Методологически неправильной предпосылкой по отношению к познавательным задачам общей теории права надо признать и утверждение Г. Еллинека, что юрист изучает не действительно существующее, а лишь «гипотетические правила, имеющие своим содержанием долженствование». Даже в своем юридико-догма-тическом построении он не смог выдержать эту точку зрения. Личность в юридическом смысле для него является всецело созданием права, и в то же время он утверждает, что она есть бытие. Он считает нужным даже особенно настаивать на том, что нельзя иметь личность, а можно только быть личностью. То же явление он усматривает и в семейно-правовых отношениях мужа, жены, отца, матери, сына, дочери и т.д. По его словам, «эти отношения также имеют своим содержанием бытие, а не обладание; так, например, нельзя обладать отцовскою властью, как каким-то частным правом, которое в любом объеме отделимо от личности, а можно только быть отцом»[373][16]. Аналогичным образом Г. Еллинек вводит в свое якобы чисто юридико-догматическое построение реальные элементы права, чуждые догматической юриспруденции, когда он ищет и находит не только формальный, но и материальный критерий для определения субъективного права. Далее, чрезвычайно характерным является то обстоятельство, что в поисках элементов, определяющих субъективное право, он обращается к тем определениям права,

которые выработали философы Руссо, Гегель и Краузе. Ведь эти философы стремились не к юридико-догматическому, а к реальному определению права. Некоторые из них считали даже своей задачей определение не эмпирической реальности права, а его онтологической сущности. Наконец и вся теория публично-правовых состояний (статусов) Г. Еллинека, которые он считает основанием субъективно-публичных прав и которые, по его терминологии, лишь квалифицируют индивидуум, есть не что иное, как учение о различных формах бытия индивидуума в государстве[374][17].

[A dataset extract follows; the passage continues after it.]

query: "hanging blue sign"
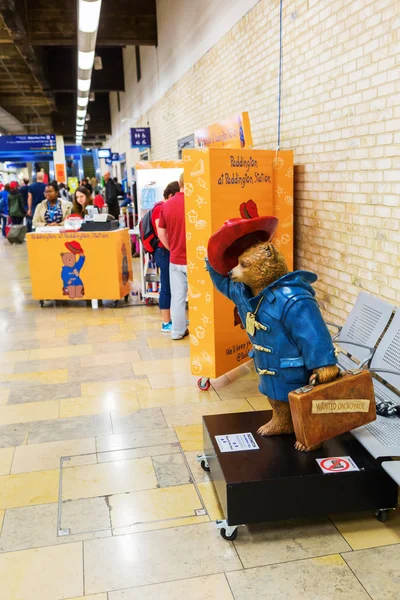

Все это с несомненностью показывает, что субъективное право в его подлинной сущности нельзя определить юридико-догматическим методом. Не только личность в юридическом смысле есть бытие, не только такие семейно-правовые состояния как отцовство, материнство, сыновство и т.д. представляют из себя известное бытие, но и субъективное право вообще есть тоже юридическое бытие. Выше, в очерке «Право как социальное явление» мы видели, что в социальных отношениях право по преимуществу выступает как субъективное право[375][18]. Следовательно, субъективное право представляет из себя в первую очередь социальную реальность. Действительно, субъективное право есть такой же первичный факт правовой жизни, как и объективное право. Но если для познания субъективного права требуется познать известную реальность, известное эмпирически данное бытие, то его надо познавать не посредством описательных методов догматической юриспруденции, лишь отвлекающих, обобщающих и классифицирующих те или иные признаки, а при помощи объяснительных методов общей теории права[376][19]. Только этим путем можно получить общеобязательное знание того, что необходимо присуще субъективному праву. Задача объяснительных методов общей теории права, как мы выяснили выше, заключается в познании тех причинных и телеологических соотношений, которые действуют в известном явлении и обусловливают его.

Причинные соотношения, действующие в субъективном праве и обусловливающие его, это, с одной стороны, социально-причинные соотношения, с другой – психико-причинные соотношения. Наряду с этим в субъективном праве действуют и различные телеологические соотношения. Таковыми являются, с одной стороны, технико-организационные телеологические соотношения, создаваемые правотворческой и правоохранной деятельностью государства, а с другой – этико-нормативные телеологические соотношения, направляющие право к осуществлению идеала справедливости. Итак, чтобы научно познать субъективное

 

право вообще и субъективно-публичные права в частности, надо исследовать те причинные и телеологические соотношения, которые действуют в нем и обусловливают его природу.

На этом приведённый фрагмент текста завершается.